While we go from February into March celebrating Black History and Women’s History with stories of trials and accomplishments among disenfranchised communities, the frustrating reality is that change, especially in historically white and male dominated industries is all too slow.
Even as Big Tech continues to see record growth despite the economic impact of the global pandemic, the benefits of new opportunities are not being distributed equitably as still only about 28% of the tech labor force is represented by women, and many major tech firms report that only 5-8% of their employees are Black, Indigenous, and People of Color.
Some companies are starting to admit that the so-called “talent pipeline issue” could be a symptom of their own unconscious biases that impact every step of their recruitment practices. But admitting that there’s a problem is only the first step. Much more work needs to be done by both employers and educational institutions to get at the root of the systemic problems that create barriers to access and pathways into tech jobs for underrepresented talent.
In the past few years, some organizations have begun to address the root problems by directly improving access through network building, education, and training. Here are 4 companies that offer Full and Partial scholarships to help create an advantage for groups that otherwise may be unfairly overlooked.
School16, a part-time, online career development program for people interested in non-technical roles in tech like Marketing, Product Management, Operations and Sales, is offering 3 full scholarships and dozens of partial scholarships for any qualified applicant who identifies as a member of a community that is underrepresented in technology. Classes are taught by tech leaders currently in these coveted roles to help students build their network, and receive direct access to career mentorship.
Hackbright Academy, a women-focused coding school, is offering 2 half-price scholarships for women with demonstrated technical ability who want to enter into engineering jobs. Part-time and full-time program applicants are eligible, and the organization offers career support through their mentor network of qualified engineers.
Udacity is partnering with BIT to fund 1,000 “nanodegree scholarships” to members of the Black community interested in learning technical skills in Data Science, Artificial Intelligence and Programming and Development. Courses promise to help people build up their project portfolio to be more attractive to employers hiring for these jobs.
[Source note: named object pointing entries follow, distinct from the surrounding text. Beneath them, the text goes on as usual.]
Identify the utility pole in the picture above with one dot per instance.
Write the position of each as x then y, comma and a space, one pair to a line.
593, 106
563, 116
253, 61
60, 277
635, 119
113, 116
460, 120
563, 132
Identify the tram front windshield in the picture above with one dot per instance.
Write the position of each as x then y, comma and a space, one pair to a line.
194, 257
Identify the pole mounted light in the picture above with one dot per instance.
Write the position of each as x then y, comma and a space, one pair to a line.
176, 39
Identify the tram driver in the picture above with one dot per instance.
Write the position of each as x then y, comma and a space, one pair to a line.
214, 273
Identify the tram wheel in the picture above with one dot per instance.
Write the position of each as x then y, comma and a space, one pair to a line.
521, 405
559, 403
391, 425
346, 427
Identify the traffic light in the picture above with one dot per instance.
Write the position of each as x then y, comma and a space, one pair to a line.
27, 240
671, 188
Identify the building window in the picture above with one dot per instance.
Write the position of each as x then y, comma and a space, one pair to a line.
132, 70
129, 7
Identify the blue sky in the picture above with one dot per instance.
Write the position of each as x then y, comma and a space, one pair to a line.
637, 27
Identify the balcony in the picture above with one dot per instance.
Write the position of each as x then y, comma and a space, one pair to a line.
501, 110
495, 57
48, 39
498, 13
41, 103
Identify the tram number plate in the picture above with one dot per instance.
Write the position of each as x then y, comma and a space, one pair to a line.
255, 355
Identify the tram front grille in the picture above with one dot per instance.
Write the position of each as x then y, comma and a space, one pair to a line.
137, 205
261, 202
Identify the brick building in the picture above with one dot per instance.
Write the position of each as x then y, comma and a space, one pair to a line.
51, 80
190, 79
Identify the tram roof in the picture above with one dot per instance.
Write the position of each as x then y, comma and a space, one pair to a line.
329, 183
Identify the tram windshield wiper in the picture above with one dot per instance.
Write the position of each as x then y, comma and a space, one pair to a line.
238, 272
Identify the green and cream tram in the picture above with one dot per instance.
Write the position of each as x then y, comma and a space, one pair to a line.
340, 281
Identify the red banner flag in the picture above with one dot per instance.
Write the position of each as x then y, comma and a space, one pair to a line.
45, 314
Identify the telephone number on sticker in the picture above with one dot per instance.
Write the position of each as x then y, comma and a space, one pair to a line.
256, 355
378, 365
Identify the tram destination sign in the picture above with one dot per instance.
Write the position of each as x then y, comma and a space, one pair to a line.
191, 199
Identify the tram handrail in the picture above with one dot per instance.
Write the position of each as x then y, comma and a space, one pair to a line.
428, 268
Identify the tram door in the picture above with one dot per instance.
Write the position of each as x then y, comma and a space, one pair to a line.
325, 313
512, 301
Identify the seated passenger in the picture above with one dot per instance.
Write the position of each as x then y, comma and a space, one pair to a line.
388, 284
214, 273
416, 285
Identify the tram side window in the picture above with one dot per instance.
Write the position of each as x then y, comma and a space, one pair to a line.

Code Fellows, an online program that offers classes in Software Development as well as Ops and Cyber Security, has a scholarship fund that awards need-based scholarships toward 40-70% of tuition for their classes. The company offers community support and career transition services for people who come from non-traditional backgrounds into technical roles, and takes applications on a rolling basis.
Scholarship opportunities that provide skills development and community are just one way to create access for historically disenfranchised groups that are still fighting for representation in growing sectors of our economy. Companies need to address biases in their recruitment processes head on by changing what their organizations look and sound like from the inside and proactively build pathways for talent that actually reflect the communities that they continue to benefit from.
Disclaimer: The authors are affiliated with School16, a resource mentioned in this article.